Although no specific vaccines against H7N9 viruses yet exist in present time, the WHO currently is ongoing the research based on the HA and NA genes of A/Anhui/1/2013-liked H7N9 resorted with the internal genes from PR8 [2]. A promising vaccine was produced by NanoViricides, Inc. which comprises of a molecule that mimics both mammalian’ s and avian’ s sialic acid receptor of H7N9 viruses [1] but seem to be not ensured whether an adjuvant is included or not [5]. The priority response was set and specified on the following:
1) Field investigations, including source of infection,
2) Enhanced surveillance in humans and animals,
3) Clinical management, infection prevention and control,
4) Risk communication, and
5) Scientific research and the “Four Earlys” (early detection, early reporting, early diagnosis and early treatment) had been effectively used for the operational response to H7N9 viruses in this China’ s scenario [3] which can be a model for other countries against the same crisis.
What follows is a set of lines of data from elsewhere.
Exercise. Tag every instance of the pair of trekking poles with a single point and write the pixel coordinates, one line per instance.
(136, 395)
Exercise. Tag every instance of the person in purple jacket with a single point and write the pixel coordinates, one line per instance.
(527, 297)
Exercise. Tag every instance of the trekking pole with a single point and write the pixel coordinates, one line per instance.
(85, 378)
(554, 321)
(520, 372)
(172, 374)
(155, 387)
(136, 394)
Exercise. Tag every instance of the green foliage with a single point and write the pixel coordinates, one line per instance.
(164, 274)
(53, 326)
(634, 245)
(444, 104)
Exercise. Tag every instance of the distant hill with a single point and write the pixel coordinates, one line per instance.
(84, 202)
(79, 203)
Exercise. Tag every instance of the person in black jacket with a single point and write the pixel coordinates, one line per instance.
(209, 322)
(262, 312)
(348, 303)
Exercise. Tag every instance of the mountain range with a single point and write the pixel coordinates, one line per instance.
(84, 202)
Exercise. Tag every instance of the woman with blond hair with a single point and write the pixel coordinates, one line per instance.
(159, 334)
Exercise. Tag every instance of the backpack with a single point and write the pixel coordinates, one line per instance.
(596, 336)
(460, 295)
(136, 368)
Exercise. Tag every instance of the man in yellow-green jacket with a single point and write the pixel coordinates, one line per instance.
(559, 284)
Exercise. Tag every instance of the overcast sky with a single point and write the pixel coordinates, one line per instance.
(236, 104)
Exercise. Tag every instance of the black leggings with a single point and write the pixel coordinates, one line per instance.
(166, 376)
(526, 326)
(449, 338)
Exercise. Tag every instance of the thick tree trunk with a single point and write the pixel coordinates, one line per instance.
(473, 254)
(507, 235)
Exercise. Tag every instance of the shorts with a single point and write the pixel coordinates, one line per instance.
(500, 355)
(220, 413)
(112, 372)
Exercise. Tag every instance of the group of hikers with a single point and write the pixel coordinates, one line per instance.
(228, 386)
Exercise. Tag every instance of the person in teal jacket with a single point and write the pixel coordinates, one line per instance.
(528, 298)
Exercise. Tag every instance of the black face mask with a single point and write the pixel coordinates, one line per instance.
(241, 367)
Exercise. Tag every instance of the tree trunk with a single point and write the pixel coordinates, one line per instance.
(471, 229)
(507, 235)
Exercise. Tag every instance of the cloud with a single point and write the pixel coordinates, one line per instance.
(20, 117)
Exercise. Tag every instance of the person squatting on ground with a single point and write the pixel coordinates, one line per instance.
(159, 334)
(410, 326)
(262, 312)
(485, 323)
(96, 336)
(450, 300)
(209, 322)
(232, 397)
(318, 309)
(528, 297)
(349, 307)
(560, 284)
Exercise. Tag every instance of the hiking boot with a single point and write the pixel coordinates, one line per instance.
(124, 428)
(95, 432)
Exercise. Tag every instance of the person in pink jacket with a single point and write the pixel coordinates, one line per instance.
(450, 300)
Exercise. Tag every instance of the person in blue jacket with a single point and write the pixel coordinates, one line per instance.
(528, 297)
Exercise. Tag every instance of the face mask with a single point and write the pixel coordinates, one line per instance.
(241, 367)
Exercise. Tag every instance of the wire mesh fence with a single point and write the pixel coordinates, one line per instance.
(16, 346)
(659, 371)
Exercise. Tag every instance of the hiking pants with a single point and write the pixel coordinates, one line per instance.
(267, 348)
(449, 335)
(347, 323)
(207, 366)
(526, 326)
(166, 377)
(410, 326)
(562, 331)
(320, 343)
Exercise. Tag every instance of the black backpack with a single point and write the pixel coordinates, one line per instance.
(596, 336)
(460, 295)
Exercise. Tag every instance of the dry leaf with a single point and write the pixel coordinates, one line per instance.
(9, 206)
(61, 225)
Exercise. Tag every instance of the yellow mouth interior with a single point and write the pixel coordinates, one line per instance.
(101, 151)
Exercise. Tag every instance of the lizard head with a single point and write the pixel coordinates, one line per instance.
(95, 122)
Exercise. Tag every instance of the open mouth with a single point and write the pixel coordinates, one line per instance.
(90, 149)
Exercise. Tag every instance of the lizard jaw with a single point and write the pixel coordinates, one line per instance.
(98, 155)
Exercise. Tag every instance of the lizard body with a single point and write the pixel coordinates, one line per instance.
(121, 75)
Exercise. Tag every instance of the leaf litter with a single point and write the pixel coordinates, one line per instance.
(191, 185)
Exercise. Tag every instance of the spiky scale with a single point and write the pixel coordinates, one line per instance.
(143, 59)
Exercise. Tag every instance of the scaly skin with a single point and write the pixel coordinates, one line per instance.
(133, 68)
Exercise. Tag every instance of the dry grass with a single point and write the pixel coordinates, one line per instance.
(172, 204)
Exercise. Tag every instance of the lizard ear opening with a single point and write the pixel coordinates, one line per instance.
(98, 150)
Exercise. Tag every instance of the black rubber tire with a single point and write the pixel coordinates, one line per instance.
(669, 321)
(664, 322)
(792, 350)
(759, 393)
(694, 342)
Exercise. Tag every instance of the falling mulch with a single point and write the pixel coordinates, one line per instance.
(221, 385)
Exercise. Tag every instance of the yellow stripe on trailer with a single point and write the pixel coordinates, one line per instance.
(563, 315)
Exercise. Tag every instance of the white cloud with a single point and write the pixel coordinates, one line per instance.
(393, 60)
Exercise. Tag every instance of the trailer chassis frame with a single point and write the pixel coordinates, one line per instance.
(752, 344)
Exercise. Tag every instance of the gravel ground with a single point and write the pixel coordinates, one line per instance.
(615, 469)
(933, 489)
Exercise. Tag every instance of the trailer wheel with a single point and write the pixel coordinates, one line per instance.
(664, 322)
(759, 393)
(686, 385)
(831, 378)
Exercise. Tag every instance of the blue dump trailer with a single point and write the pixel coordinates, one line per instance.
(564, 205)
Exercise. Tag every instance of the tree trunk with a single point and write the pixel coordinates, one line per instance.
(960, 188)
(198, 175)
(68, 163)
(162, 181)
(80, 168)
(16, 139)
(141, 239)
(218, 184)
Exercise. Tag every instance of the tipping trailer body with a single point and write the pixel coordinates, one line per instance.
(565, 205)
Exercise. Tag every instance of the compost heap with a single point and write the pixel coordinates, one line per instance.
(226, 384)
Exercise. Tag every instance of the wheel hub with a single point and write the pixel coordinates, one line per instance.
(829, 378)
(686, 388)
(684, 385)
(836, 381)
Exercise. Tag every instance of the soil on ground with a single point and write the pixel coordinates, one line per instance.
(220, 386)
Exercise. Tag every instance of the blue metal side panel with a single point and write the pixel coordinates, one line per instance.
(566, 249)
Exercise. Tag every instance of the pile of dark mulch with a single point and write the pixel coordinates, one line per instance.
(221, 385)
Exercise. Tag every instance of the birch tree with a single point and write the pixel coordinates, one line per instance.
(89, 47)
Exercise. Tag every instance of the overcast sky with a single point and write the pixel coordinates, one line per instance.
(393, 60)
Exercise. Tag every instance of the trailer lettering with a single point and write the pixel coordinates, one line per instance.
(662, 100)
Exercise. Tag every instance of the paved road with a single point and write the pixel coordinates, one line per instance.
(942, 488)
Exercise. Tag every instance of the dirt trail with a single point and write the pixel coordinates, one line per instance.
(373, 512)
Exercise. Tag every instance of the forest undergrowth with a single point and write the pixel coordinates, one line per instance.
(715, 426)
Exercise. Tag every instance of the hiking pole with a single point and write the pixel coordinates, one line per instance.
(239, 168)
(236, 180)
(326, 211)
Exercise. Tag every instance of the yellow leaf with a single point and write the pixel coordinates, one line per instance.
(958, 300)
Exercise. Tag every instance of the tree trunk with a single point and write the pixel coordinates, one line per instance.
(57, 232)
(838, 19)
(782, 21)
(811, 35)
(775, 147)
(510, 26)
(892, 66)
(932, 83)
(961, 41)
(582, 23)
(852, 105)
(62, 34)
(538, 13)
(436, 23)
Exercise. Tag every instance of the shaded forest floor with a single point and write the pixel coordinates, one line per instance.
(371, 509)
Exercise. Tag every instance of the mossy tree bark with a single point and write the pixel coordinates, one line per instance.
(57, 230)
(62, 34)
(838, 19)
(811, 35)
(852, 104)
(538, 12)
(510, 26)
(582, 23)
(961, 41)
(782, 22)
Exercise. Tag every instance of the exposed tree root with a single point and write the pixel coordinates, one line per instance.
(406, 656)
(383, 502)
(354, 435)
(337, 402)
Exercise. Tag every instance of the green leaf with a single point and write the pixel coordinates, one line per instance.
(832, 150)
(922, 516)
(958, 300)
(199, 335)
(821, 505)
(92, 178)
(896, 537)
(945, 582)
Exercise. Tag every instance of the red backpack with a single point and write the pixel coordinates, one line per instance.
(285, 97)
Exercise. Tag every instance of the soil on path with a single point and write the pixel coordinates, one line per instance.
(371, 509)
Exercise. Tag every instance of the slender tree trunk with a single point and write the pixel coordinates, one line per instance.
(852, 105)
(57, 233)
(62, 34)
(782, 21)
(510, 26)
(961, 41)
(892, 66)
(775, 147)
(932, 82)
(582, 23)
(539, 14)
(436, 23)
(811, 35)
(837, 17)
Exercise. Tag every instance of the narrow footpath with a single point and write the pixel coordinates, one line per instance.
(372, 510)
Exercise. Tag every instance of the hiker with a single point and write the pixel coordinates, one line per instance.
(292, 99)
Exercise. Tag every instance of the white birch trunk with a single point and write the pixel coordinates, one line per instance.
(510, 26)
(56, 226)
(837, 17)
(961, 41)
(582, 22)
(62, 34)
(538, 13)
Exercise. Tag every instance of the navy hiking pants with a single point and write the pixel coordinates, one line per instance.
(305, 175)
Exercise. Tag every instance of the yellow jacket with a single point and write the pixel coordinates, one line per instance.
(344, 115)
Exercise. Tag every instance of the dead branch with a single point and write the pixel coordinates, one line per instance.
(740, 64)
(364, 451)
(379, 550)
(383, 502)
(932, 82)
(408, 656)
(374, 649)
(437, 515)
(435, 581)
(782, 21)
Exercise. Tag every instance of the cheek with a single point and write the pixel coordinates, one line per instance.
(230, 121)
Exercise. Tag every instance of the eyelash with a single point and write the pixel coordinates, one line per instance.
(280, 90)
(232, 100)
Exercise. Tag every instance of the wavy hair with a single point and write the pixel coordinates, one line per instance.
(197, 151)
Live-bird markets are the most probable source of H7N9 virus transmission in 2013 China’s outbreak. H7N9 virus has lower pathogenicity compared with H5N1 virus. The genotype of H7N9 viruses isolated from humans in China is most likely by ressortment of poultry A (H9N2) viruses in duck. The optimal duration for contacts observation and for chemotherapy with Oseltamivir or Zanamivir is full 10 days while no specific vaccines against H7N9 viruses currently yet exist.